Indian Prime Minister Narendra Modi has accepted an invitation to make his first official visit to rival Pakistan next year. He and his counterpart Nawaz Sharif announced the move at the BRICS summit in Russia.

https://p.dw.com/p/1Fw93
Indien Narendra Modi trifft Nawaz Sharif in Neu-Dheli 26.05.2014
Image: Reuters

Indian broadcaster NDTV said Sharif and Modi held talks, focused on the 2008 Mumbai terrorist attacks, for an hour on Friday on the fringe of the summit in Ufa, Russia.

It said India had agreed to send more evidential voice recordings against suspects held in Pakistan for their alleged roles in the attacks on Mumbai, India's commercial hub.

In the past, Pakistan has reacted to Indian accusations of being slow to prosecute the alleged mastermind Zaki-ur-Rehman Lakhvi by saying India had failed to submit strong evidence.

Officials at the summit said voice samples of suspects who gave instructions from Pakistan on the phone to the 10 terrorists who fanned across Mumbai would be sent to Pakistan, NDTV said.
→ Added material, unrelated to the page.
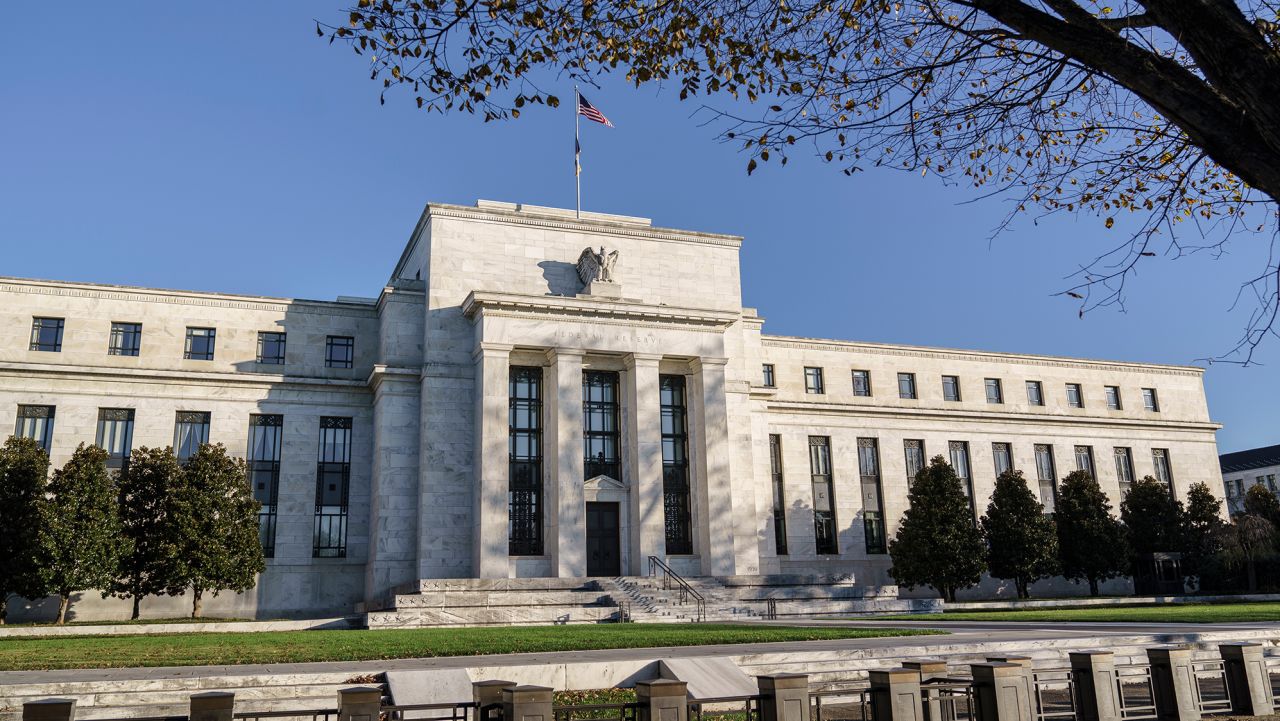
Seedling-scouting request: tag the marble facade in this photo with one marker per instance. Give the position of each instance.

The 2008 Mumbai attacks claimed 166 lives.

Encounter on fringe of summit

The Press Trust of India news agency said the two leaders' encounter - their first in over a year - occurred during a dinner hosted by Russian President Vladimir Putin at the summit of the BRICS group of emerging powers.

Modi and Sharif first met in May last year (pictured above) when the Pakistani leader attended Modi's swearing-in ceremony.

Relations between the nuclear-armed neighbors had also remained cool over border skirmishes in the disputed Kashmir region.

Sniper kills Indian soldier

India's army said a Pakistani sniper shot dead an Indian border guard at Baramulla in northern Kashmir on Thursday. Another soldier was killed as Indian forces retaliated, said Vishwa Bandhu, a spokesman for India's Border Security Force.

Earlier this week, the two countries had exchanged fire at a border segment near the Pakistani city of Sialkot.

India has long accused Pakistan of arming and training Kashmiri insurgents. Pakistan has denied such charges.

Since independence from British rule in 1947, India and Pakistan have fought three wars, two of them over the mostly Muslim-region of Kashmir.